Pervasive Software, Inc. v. Lexware GMBH & Co. KG
Plaintiff, Pervasive Software Inc., a Delaware corporation having its principal office in Austin, Texas, sued Defendant, Lexware GmbH & Co. Kg, a corporation organized under the laws of the Federal Republic of Germany, for damages and injunctive relief on the basis of breach of contract, quantum meruit, unjust enrichment, and conversion in a Texas state court. Lexware removed the case to the federal district court, and that court, in response to Lexware's motion, dismissed the case for lack of personal jurisdiction over Lexware. Pervasive appealed. The Fifth Circuit Court of Appeals affirmed, concluding that Pervasive had failed to establish a prima facie case that Lexware minimum contacts with Texas to support the exercise of either specific or general personal jurisdiction over Lexware.
Likens v. Hartford Life & Accident Ins. Co.

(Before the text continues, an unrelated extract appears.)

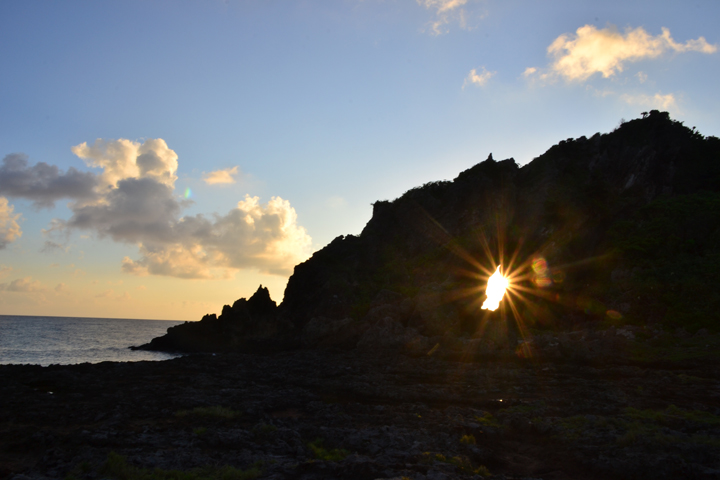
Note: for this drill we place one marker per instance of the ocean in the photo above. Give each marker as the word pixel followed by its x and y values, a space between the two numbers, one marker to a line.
pixel 69 340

After coming home drunk, Wesley Vincent was found face-down in front of his house by his wife, Cheryl Likens. Vincent was taken to the hospital but eventually died. Likens tried to collect as the beneficiary of an accidental-death insurance policy, but the claim was denied under an alcohol exclusion because Hartford Life and Accident Insurance Company determined that the injury resulted from being legally intoxicated from alcohol. The district court granted summary judgment for Hartford based on the alcohol exclusion. The Fifth Circuit Court of Appeals affirmed, holding that a reasonable jury could not help but conclude that Vincent fell and suffered injuries as a result of his intoxication. On these facts, intoxication may not have been the only cause, but it did not have to be so to satisfy the exclusion.